Translation:My clothes dry.

September 28, 2014



I almost wrote Mine tøj instead of mit


Logically, shouldn't this be 'mine tøj' since clothes are plural in this instance?


No. Singular or plural nouns have no effect on the use of "my" or "mine", but rather the word order.

"This is my apple" and "These are my apples".

"This apple is mine" and "These apples are mine".



Thanks. I really appreciate your reply however I do understand the English use of my/mine, it is the Danish mit /mine singular/ plural that I find odd here. As 'tøj' is translated to 'clothes' (plural) shouldn't it be 'mine tøj'?


Of course, sorry. Although your original question was in English, I see that the text in question was in Danish, so the answer should be:

The plural of "tøj" is "tøj", and "tøjet" is the word for "the clothes", and therefore "My clothes" translates as "Mit tøj".

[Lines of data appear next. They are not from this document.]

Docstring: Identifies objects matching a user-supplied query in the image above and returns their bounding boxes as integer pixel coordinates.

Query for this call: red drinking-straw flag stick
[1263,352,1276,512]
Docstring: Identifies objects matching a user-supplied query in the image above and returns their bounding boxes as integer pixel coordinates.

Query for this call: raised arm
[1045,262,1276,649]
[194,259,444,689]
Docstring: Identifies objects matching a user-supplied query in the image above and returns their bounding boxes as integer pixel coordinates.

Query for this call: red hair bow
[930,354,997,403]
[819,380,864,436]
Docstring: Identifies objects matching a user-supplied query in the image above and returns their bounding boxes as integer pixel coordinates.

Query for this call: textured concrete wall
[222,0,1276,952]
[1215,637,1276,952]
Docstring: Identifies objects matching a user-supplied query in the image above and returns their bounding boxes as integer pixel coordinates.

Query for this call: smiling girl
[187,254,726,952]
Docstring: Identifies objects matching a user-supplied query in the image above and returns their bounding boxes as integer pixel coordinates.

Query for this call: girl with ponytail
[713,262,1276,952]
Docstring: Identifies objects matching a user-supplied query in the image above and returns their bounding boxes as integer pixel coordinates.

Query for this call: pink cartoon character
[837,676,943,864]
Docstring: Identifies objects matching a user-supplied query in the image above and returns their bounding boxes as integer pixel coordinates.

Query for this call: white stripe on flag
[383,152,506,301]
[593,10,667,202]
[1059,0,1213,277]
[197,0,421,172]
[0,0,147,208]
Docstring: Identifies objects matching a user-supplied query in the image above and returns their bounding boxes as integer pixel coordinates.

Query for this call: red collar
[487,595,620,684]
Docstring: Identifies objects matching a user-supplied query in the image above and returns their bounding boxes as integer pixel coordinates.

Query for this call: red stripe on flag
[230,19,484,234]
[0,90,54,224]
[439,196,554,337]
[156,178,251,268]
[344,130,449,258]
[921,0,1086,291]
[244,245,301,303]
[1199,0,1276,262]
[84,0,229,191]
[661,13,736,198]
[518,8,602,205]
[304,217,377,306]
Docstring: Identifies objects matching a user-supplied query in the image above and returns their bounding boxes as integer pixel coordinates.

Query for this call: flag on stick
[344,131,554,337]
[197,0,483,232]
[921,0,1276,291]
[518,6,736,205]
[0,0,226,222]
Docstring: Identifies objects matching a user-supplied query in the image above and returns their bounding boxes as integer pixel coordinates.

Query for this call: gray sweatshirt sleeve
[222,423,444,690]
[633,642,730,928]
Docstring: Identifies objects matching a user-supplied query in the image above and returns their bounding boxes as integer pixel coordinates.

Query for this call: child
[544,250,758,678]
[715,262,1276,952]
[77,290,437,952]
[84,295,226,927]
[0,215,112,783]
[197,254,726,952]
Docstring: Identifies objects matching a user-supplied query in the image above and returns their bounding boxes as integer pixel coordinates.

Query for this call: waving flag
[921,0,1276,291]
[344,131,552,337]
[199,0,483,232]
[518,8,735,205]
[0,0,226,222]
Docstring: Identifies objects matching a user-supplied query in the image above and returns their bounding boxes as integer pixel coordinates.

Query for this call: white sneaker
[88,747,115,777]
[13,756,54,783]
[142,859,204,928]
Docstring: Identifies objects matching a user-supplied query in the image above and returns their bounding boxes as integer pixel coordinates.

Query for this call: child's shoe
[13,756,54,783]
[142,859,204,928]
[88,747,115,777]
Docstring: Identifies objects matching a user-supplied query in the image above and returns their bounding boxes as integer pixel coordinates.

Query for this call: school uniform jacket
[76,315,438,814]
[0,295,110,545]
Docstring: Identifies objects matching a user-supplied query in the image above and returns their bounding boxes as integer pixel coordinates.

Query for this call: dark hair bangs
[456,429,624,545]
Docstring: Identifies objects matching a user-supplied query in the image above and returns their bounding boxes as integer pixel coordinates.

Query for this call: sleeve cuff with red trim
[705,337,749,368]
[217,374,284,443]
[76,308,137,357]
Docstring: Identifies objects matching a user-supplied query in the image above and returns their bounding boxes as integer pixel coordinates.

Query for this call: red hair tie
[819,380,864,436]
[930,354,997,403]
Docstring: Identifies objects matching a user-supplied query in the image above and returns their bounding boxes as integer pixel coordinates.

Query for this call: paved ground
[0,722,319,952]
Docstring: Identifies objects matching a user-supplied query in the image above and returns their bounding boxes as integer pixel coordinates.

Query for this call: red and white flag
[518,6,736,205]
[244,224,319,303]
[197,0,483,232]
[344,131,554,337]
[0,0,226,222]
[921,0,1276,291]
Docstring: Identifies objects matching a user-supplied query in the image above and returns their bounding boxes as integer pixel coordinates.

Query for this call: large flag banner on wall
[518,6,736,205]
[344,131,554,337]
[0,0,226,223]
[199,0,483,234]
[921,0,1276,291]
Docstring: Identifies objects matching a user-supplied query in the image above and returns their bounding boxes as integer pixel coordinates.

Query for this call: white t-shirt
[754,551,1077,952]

Another word for clothes is, "Klæder", and here one would use "Mine klæder" for "My clothes".


Thank you so much for the explanation. It is clear now. I just have to rember it!


No, in the first link, you can see that the plural of tøj is tøjer. After BØJNING the endings -et, -er, -erne appear, i. e. the definite singular is tøjet, the indefinite plural is tøjer, and the definite plural is tøjerne. If the plural of tøj was tøj the endings would be -et, -, -ene.


The plural of tøj is tøjer.


In reply to your comment 5 hours before this one: That is what appears in the dictionary, but is in contradiction to the statement further down the page, under "betydning/grammatik". I have never ever heard the word "tøjer" or "tøjerne" used in the 51 years i have lived in Denmark. Perhaps you could enlighten on the subject by giving an example of when you would use "tøjer" as the plural for clothes.


J.C.M.H. - Further to my comment of 9 hours ago: It is strange that the same dictionary gives two contradicting explanations for the plural of "tøj", so I have searched a little more and found yet another link. According to "Glosbe", "tøjer" is the plural indefinite of "tøj", and it continues to give a very comprehensive list of examples where "tøjer" and "tøjerne" would be used. To add to the confusion, ALL examples mention no name of "tøjer" or "tøjerne", but simply "tøj" in all cases. I'll comment again if I find a more clear explanation.



No. The plural of "tøj" is "tøj". The word "tøje (-er) is an old word for an elongated tot or trille formed by kartning. In the first link, under "betydning/grammatik", you will read that there is no pluralis for "tøj".




Are you Danish? I am only a learner of Danish. I simply guided myself by Wiktionary and Det Danske Ordbog. But as you say, it is contradictory the statement uden pluralis.


No, I am Irish, and I am still learning Danish. I sometimes find that explanations are hard to find, and the only solution is to memorise a subject without understanding it.